Torn-down Tuesday: Buffalo’s hope that parking lots will save downtown

By Steve Cichon
steve@buffalostories.com
@stevebuffalo

On Tuesdays, BN Chronicles will look at buildings or structures that are no longer standing, and look at what stands there now.

Hundreds of downtown Buffalo buildings were lost to the automobile, either with ways to move them more efficiently or to park them once they got there.

Images all appeared in The Buffalo Evening News in 1955.

Highways like the Niagara Thruway and the Kensington Expressway caused the loss of some downtown structures, but the planned Elm-Oak elevated highway – which was never built – still precipitated the wholesale demolition of every block between Oak and Elm, between the 33 and the 190.

At the same time Buffalo thought these highways into the heart of the city would “save downtown,” something had to be done with the cars once they got there.

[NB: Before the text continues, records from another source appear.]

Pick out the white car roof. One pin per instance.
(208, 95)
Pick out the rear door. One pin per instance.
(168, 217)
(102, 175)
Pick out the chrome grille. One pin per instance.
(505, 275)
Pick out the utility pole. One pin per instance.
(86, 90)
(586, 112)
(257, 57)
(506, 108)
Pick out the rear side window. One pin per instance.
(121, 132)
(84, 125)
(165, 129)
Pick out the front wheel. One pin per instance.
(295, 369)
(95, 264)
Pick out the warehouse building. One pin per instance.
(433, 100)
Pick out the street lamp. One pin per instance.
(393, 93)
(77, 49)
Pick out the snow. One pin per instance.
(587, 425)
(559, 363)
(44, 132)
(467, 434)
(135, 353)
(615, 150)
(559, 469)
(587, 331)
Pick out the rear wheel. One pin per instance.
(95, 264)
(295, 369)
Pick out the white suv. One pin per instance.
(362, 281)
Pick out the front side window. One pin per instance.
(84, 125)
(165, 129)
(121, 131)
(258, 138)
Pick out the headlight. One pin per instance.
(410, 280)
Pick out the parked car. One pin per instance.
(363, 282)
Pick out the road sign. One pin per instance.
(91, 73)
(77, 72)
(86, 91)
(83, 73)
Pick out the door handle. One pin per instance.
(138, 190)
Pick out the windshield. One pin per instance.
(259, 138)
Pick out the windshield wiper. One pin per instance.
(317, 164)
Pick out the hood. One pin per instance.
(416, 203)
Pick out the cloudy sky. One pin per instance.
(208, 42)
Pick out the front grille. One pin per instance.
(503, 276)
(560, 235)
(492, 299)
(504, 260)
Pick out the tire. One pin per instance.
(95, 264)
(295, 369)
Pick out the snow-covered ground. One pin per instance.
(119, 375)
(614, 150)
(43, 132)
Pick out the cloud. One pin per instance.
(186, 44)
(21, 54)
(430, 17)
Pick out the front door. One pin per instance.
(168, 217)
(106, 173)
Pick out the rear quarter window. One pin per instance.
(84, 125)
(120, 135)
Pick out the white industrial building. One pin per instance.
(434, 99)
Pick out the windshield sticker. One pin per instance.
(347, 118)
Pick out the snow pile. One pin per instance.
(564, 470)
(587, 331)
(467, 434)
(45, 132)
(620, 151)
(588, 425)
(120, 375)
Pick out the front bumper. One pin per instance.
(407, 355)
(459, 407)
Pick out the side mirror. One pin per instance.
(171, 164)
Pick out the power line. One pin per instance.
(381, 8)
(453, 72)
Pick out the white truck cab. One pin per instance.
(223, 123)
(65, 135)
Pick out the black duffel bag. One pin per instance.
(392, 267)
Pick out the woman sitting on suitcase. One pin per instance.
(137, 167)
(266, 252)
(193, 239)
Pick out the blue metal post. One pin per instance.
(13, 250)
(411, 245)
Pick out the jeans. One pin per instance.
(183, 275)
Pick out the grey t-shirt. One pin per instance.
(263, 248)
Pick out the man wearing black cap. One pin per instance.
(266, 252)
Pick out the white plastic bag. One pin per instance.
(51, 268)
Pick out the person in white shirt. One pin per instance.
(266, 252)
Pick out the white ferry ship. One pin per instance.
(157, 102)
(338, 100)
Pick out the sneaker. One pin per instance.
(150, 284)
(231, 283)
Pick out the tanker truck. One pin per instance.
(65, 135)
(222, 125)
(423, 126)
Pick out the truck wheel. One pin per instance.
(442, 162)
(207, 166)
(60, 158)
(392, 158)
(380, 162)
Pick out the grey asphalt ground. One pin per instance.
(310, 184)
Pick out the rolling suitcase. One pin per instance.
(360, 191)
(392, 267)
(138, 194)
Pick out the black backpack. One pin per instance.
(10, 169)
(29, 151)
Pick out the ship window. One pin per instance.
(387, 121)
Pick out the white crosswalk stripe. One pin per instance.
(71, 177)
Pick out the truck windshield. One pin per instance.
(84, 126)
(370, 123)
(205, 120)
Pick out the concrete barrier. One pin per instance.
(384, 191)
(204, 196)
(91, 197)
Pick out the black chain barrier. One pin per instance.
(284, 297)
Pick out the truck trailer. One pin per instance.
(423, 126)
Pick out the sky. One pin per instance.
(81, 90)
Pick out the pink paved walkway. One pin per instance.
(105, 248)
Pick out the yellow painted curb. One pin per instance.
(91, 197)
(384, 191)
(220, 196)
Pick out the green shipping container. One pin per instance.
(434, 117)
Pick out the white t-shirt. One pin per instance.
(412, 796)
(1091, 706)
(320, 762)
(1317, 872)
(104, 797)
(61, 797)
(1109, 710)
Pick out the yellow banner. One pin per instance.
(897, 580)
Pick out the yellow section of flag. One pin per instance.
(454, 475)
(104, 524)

Most look back with sadness or frustration at the fact that entire blocks were lost to civic parking ramps, and many other buildings were demolished to make way for private lots.

But as this was happening 60 years ago, the obviously good-intentioned hope was that given some place to park – perhaps the biggest beef about doing anything downtown at the time – that people would come.

That hope can clearly be seen in the advertising of downtown department stores 60 years ago this week.

The Downtown Merchants’ big two page ad touts the pleasure of downtown shopping with two new ramps open with room for 37,000 cars daily.

Many stores were running their own ads as well. Kobacker’s, Hengerer’s, and JN Adam’s all paid to tell the people of Buffalo that “parking’s a breeze” at their downtown stores.

JN’s ad reminds: “Shop all day, if you’d like. Your car’s safe from based fenders, parking tickets, and all the other hazards of the bad old days!”

All that parking didn’t help JN Adam’s. The store closed in 1960, and AM&A’s took over its location. The building with 37,000 parking spots only steps away was vacant for more than a decade. As reported by Jonathan D. Epstein in May 2015, the building is now being converted to a hotel catering to Chinese tourists.